HSM is stub based. Data moved from one system to another is deleted from the original system and replaced by a small stub. When data is accessed, that access is actually to the stub, which retrieves the data from its current storage residence and rehydrates it back to its original storage. When used with the cloud, HSM is slow and costly. Every time the data is rehydrated to the original fast primary storage, cloud egress fees are assessed that can add up quickly. While cloud storage itself may be fairly inexpensive, the egress fees involved with using HSM can get expensive.
Then there's the issue of stub brittleness. If data is moved a second time to a different storage repository, the HSM stub breaks because it can't find the data, causing another set of problems.
A new approach to storage tiering
When combining tiering with public or private cloud storage much of the focus is on unstructured data. IDC pegs unstructured data to make up about 80% of an organization's data with an annual growth rate of approximately three times that of structured data. Most new search and analytics tools are aimed at unstructured data as well.
This modern tiered storage approach is referred to as data management or autonomous data management when married with AI machine learning technology. Data management tiering software -- such as Dell EMC's ClarityNow, Hammerspace, Komprise and StrongBox Data Solution's StrongLink -- mounts high performance all-flash SSD file- or object-based primary storage systems with admin privileges. That enables the tiering software to read data and copy it out to public or private cloud storage based on storage tiering policies while inserting a global namespace. The global namespace makes the move transparent to users and applications.
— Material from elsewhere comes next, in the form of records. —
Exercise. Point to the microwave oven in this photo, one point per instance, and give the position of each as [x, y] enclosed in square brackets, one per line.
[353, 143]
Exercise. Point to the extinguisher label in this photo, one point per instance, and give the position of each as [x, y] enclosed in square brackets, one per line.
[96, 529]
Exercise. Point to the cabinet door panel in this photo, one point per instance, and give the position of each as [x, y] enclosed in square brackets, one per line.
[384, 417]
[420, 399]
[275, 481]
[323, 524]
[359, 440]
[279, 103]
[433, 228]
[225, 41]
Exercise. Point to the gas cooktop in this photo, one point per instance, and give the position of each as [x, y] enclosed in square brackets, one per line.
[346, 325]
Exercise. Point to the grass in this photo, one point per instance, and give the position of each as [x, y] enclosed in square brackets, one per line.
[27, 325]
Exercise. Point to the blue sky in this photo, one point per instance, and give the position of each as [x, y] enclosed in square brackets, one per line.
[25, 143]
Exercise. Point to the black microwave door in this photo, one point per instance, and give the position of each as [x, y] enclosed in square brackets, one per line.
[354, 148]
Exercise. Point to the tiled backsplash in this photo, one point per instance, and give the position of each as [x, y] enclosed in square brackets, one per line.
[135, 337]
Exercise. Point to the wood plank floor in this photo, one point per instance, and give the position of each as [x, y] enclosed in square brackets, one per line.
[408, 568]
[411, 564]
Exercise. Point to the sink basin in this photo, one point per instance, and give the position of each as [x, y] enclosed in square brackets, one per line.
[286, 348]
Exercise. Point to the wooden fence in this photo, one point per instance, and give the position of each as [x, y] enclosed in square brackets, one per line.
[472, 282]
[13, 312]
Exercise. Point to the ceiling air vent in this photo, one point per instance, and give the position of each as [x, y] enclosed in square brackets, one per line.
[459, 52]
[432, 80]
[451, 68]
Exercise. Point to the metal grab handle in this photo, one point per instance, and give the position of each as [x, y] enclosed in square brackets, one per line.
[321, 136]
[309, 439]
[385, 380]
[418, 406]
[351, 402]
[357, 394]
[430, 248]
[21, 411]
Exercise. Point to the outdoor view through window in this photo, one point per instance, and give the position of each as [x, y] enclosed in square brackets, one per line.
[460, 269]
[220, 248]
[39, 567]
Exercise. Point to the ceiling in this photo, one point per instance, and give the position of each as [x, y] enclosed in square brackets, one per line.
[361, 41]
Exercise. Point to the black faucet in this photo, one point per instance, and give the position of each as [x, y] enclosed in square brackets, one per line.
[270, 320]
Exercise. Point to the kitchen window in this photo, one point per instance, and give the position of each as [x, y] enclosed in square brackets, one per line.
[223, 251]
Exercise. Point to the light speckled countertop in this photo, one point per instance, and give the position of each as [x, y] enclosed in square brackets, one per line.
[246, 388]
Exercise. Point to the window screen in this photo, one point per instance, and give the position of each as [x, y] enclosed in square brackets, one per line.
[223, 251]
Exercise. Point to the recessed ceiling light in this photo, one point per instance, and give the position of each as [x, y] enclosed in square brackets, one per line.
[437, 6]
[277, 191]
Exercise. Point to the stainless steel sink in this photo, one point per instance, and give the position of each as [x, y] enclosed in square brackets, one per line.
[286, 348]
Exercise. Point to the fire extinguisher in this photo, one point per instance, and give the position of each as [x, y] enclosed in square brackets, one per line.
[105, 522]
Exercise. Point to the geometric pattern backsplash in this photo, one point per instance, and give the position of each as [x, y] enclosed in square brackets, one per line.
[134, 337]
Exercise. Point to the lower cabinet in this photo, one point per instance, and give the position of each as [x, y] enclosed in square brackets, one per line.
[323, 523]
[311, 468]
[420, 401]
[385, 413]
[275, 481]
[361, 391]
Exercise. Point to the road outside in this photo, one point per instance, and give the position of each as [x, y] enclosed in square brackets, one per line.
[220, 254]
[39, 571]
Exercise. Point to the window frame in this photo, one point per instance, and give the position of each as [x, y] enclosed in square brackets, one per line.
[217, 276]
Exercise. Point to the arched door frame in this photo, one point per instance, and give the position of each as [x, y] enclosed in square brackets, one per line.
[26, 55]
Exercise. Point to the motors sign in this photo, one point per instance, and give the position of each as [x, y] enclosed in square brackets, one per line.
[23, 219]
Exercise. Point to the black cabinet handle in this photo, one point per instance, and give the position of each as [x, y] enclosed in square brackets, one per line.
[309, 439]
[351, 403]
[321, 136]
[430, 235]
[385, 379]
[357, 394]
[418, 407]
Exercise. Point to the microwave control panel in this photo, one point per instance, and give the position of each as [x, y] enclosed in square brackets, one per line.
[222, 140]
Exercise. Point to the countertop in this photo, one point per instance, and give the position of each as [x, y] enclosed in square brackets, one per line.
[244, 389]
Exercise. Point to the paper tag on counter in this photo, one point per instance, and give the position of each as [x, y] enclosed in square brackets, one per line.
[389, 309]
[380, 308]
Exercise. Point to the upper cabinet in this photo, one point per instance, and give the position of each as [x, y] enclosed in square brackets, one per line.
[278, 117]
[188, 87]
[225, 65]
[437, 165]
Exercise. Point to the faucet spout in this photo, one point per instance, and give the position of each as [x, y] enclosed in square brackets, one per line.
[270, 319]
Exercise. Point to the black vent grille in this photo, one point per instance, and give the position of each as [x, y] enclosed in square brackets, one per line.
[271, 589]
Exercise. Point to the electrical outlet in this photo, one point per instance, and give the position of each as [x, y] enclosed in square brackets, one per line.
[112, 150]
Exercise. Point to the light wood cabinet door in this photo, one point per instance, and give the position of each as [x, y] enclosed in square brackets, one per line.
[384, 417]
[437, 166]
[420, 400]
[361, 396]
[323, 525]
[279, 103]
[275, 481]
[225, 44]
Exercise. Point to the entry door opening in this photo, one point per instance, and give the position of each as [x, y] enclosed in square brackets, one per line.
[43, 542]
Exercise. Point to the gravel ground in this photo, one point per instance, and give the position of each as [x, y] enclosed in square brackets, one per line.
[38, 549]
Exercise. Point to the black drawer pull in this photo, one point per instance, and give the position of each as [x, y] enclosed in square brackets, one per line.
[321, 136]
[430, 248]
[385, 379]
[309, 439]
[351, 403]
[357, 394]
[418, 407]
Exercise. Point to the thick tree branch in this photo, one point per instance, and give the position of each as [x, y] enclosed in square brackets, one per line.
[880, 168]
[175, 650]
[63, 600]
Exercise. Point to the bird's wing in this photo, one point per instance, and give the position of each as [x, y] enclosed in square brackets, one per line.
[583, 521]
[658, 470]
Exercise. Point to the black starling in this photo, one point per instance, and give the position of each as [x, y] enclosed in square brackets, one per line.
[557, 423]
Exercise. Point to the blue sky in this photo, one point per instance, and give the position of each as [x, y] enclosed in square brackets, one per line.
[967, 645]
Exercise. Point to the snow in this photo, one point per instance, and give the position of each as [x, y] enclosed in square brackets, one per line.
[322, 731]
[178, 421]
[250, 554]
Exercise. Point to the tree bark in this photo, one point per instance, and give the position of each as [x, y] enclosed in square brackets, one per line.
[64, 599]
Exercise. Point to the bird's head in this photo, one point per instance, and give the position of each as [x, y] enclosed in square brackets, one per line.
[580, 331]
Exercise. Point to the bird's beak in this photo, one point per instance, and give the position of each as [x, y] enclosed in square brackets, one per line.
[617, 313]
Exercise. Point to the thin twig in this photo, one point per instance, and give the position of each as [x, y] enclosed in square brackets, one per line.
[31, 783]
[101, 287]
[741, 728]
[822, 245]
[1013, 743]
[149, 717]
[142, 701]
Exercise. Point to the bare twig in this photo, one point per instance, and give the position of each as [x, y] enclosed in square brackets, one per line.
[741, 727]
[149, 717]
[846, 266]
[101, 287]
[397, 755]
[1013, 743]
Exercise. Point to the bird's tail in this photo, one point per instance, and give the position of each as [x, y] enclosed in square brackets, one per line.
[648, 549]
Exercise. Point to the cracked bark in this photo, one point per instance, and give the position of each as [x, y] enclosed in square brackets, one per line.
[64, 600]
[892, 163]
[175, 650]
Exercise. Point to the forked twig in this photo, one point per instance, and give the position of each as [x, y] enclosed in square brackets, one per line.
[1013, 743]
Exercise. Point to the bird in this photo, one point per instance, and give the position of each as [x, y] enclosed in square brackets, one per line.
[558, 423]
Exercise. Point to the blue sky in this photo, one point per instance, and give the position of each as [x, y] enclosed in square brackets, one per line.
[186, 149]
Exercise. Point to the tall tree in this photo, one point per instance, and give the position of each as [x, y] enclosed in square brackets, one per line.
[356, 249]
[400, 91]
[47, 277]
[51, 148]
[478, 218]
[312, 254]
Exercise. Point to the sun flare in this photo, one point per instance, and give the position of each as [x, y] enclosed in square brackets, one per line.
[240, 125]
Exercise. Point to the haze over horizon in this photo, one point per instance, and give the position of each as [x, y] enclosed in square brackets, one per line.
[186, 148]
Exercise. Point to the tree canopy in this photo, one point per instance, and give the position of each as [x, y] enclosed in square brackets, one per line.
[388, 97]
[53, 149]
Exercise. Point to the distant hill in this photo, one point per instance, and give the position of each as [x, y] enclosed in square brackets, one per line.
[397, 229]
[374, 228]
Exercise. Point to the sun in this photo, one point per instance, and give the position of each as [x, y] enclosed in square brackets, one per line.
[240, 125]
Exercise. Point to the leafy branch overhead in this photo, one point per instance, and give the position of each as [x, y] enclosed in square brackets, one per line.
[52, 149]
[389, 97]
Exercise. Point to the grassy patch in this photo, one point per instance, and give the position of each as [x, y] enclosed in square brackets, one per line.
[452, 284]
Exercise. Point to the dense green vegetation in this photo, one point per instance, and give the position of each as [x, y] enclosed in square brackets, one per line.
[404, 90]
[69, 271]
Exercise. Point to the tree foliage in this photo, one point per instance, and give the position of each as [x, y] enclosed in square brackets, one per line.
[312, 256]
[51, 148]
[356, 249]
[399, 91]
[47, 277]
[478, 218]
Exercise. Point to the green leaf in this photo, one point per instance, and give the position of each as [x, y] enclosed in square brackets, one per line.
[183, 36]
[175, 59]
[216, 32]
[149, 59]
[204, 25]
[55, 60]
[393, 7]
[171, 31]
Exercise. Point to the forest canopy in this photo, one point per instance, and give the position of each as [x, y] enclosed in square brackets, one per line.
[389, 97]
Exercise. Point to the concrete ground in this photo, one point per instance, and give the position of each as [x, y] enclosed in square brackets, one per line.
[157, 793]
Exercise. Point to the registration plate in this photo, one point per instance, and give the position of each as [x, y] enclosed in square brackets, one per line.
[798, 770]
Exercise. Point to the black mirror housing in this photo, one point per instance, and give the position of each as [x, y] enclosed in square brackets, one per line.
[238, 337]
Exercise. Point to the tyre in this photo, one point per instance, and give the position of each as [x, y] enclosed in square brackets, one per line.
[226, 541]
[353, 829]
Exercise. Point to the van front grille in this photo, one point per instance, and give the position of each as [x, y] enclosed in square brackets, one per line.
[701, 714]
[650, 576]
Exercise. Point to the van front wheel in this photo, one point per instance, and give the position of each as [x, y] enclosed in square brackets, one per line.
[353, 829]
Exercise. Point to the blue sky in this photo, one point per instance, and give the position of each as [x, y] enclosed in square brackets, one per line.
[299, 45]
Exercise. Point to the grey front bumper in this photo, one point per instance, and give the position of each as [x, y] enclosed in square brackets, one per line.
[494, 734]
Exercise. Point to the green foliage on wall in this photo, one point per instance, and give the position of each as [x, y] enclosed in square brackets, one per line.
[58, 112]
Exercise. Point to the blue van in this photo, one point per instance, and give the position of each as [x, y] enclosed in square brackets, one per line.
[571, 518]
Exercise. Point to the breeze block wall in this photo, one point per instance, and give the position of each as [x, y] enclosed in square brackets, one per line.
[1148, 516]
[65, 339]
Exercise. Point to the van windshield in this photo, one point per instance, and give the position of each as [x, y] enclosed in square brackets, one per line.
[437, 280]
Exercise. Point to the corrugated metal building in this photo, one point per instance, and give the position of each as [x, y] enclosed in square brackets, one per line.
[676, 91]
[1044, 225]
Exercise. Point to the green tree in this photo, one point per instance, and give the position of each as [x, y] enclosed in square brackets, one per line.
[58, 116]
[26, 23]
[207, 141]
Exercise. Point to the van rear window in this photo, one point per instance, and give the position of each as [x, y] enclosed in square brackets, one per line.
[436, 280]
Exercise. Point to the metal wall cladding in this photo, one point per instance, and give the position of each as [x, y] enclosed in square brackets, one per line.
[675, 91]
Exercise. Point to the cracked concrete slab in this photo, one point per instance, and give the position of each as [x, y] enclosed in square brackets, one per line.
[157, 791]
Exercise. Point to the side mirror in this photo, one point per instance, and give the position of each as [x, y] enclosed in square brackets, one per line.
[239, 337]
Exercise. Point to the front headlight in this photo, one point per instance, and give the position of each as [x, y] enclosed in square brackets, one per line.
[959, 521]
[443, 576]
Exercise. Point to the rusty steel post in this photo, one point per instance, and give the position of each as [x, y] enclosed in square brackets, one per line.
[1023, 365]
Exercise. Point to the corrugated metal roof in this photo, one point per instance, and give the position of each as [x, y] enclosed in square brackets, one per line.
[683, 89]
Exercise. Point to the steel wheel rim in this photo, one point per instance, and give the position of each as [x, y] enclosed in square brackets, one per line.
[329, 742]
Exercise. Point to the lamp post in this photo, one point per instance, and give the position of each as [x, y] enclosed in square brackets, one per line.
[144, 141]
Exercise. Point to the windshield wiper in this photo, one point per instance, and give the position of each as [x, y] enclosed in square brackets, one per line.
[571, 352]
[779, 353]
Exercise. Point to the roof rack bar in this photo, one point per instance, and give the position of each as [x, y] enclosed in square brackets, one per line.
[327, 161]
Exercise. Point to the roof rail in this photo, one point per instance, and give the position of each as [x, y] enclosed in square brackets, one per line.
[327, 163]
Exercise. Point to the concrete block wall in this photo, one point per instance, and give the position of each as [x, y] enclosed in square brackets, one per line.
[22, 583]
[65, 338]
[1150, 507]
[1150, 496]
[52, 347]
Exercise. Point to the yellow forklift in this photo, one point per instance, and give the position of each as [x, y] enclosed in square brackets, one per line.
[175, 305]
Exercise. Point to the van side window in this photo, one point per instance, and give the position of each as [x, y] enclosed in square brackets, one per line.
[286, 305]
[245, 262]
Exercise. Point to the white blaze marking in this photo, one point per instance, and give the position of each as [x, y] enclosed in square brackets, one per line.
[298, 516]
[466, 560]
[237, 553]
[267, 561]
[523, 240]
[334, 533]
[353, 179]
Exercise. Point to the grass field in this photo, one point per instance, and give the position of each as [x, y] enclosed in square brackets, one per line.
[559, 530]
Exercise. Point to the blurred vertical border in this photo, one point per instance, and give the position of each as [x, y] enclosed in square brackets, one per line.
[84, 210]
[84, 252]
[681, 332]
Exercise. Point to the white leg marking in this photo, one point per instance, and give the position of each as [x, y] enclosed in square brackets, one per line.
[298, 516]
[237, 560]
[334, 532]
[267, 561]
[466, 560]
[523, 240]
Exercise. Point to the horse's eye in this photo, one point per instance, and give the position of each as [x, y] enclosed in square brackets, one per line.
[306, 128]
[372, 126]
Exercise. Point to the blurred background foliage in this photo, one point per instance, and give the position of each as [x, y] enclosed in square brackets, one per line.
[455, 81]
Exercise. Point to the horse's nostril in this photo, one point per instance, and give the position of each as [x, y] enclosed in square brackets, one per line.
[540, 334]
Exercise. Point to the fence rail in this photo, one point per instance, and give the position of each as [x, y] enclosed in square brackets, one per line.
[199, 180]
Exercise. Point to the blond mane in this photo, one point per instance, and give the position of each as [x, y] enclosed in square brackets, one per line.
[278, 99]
Data is read and accessed where it resides; no rehydration is necessary, and it can be deleted from the original storage.
Other data management products, such as InfiniteIO, sit in front of fast SSD storage and the public or private cloud storage and look like a switch. This approach works with both structured and unstructured data.
It's clear that in this era of modern price-performance storage proliferation, intelligent, autonomous storage tiering is no longer a luxury. It's a necessity.